The vet instructed him to load his sheep into his truck, take them to his farthest paddock, and give them all a jolly good rogering each. If it had worked, the next morning the sheep would be jumping around.

So, the farmer went and bought some Velcro gloves, loaded the sheep into the truck, took them to his farthest paddock, and gave each sheep a solid f*cking.

After this, he was exhausted. He got home and went straight to sleep. He woke up the next morning, looked out the window, and the sheep were just standing there.

He called up the vet, and the vet replied that he must just have stubborn sheep, and he had to go and do it again, but this time f*ck them twice each.

So, the farmer loaded all the sheep into the truck, drove to the paddock, and screwed each sheep in turn, then f*cked them all a second time each. After this, he drove home again, and went straight to sleep. The next morning, he looked out the window, and the sheep were just standing there again.

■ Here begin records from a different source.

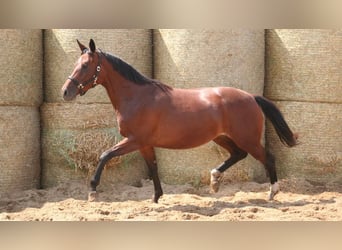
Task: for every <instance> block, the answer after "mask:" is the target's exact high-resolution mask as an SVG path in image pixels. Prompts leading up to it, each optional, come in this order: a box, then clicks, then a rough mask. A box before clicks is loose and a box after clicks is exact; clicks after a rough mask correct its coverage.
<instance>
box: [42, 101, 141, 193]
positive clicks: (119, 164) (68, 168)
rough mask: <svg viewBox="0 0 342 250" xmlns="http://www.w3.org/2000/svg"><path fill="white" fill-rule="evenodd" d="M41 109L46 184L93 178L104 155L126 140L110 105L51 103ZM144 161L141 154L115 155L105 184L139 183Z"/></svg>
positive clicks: (140, 178)
mask: <svg viewBox="0 0 342 250" xmlns="http://www.w3.org/2000/svg"><path fill="white" fill-rule="evenodd" d="M41 110H42V111H41V113H42V124H43V133H42V149H43V152H42V163H43V170H42V186H43V187H51V186H55V185H56V184H58V183H61V182H69V181H71V180H75V179H77V180H85V181H89V179H90V177H91V176H92V174H93V173H94V171H95V169H96V166H97V164H98V160H99V157H100V155H101V154H102V153H103V152H104V151H105V150H107V149H109V148H110V147H112V146H114V145H115V144H116V143H117V142H118V141H119V140H121V139H122V138H121V136H120V135H119V133H118V131H117V129H116V126H115V122H114V113H113V108H112V106H111V105H110V104H77V103H65V104H62V103H59V104H58V103H48V104H44V105H43V106H42V109H41ZM112 114H113V115H112ZM143 164H144V163H143V162H142V161H141V159H140V157H139V156H138V155H137V154H131V155H128V156H123V157H117V158H114V159H112V160H111V161H109V162H108V163H107V164H106V168H105V169H106V171H105V172H104V174H103V178H102V179H101V184H102V185H106V184H112V183H116V182H124V183H126V184H136V183H137V182H139V181H140V179H141V178H144V177H145V176H146V169H144V168H142V167H141V165H143Z"/></svg>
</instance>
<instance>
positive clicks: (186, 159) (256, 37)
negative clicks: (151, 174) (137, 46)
mask: <svg viewBox="0 0 342 250" xmlns="http://www.w3.org/2000/svg"><path fill="white" fill-rule="evenodd" d="M154 43H155V44H154V46H155V51H154V74H155V76H154V77H155V78H156V79H159V80H161V81H162V82H164V83H166V84H170V85H171V86H173V87H179V88H197V87H210V86H212V87H214V86H230V87H237V88H240V89H243V90H246V91H248V92H251V93H255V94H262V93H263V88H264V52H265V51H264V30H246V29H241V30H239V29H236V30H216V31H212V30H180V29H177V30H168V29H161V30H155V31H154ZM179 122H182V121H179ZM157 156H158V162H159V166H160V175H161V177H162V179H163V181H165V182H167V183H187V182H191V183H193V184H195V185H200V184H208V183H209V181H210V179H209V178H210V177H209V170H211V169H212V168H214V167H216V166H218V165H219V164H221V163H222V162H223V161H225V160H226V159H227V158H228V156H229V155H228V153H227V152H226V151H225V150H224V149H221V148H220V147H219V146H217V145H216V144H214V143H212V142H210V143H209V144H207V145H203V146H201V147H198V148H195V149H190V150H179V151H177V150H166V149H158V150H157ZM252 179H253V180H256V181H265V180H266V176H265V170H264V168H263V167H262V166H261V164H259V162H257V161H256V160H255V159H254V158H252V157H248V158H247V159H245V160H243V161H241V162H240V163H238V164H236V165H234V166H233V167H232V168H230V169H229V170H227V171H226V173H225V180H226V181H245V180H252Z"/></svg>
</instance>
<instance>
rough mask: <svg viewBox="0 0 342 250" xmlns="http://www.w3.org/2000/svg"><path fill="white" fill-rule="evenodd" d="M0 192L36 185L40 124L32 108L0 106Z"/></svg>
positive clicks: (37, 164) (38, 151)
mask: <svg viewBox="0 0 342 250" xmlns="http://www.w3.org/2000/svg"><path fill="white" fill-rule="evenodd" d="M0 131H1V132H0V172H1V175H0V194H1V192H7V191H9V192H10V191H17V190H26V189H30V188H38V187H39V184H40V183H39V182H40V180H39V175H40V127H39V112H38V109H37V108H35V107H25V106H0Z"/></svg>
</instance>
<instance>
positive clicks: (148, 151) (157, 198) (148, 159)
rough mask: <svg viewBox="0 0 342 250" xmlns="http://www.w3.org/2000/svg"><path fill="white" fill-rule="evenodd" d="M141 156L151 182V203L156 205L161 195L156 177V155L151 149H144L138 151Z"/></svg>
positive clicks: (158, 180) (159, 189) (151, 149)
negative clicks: (151, 199)
mask: <svg viewBox="0 0 342 250" xmlns="http://www.w3.org/2000/svg"><path fill="white" fill-rule="evenodd" d="M140 153H141V155H142V156H143V157H144V159H145V161H146V164H147V166H148V169H149V175H150V177H151V178H152V180H153V185H154V196H153V198H152V200H153V202H155V203H158V200H159V198H160V196H162V195H163V190H162V187H161V184H160V180H159V176H158V166H157V161H156V155H155V152H154V148H153V147H145V148H143V149H140Z"/></svg>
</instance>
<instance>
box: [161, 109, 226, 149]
mask: <svg viewBox="0 0 342 250" xmlns="http://www.w3.org/2000/svg"><path fill="white" fill-rule="evenodd" d="M210 116H212V114H211V115H210ZM220 128H221V126H220V124H219V123H218V121H215V119H213V118H212V117H210V118H209V117H207V118H205V117H203V116H202V117H201V116H196V117H192V116H191V115H189V116H187V117H185V118H184V117H183V118H182V119H181V118H179V119H178V120H176V119H175V120H172V121H169V122H167V123H161V124H160V125H159V126H158V130H157V131H158V132H157V133H156V135H155V144H156V145H155V146H157V147H163V148H170V149H187V148H193V147H197V146H200V145H202V144H205V143H207V142H209V141H211V140H213V139H214V138H216V137H217V136H218V135H219V134H220V133H222V131H221V129H220Z"/></svg>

Thoroughly pissed off, he called the vet, to be told he had to do it again, only this time f*ck them all three time each.

So, he loaded them all up into the truck, took them to the paddock, and gave them all three jolly good bollockings each. He took them back to the farm, and fell asleep.

The next morning, he was too tired to look out the window, so he told his wife to look outside, and tell him what the sheep were doing.

So, she looked outside, and her mouth dropped open in surprise.

"What are they doing?" The farmer asked.

His wife replied "they've loaded themselves into the truck, and one's in the front seat beeping the horn."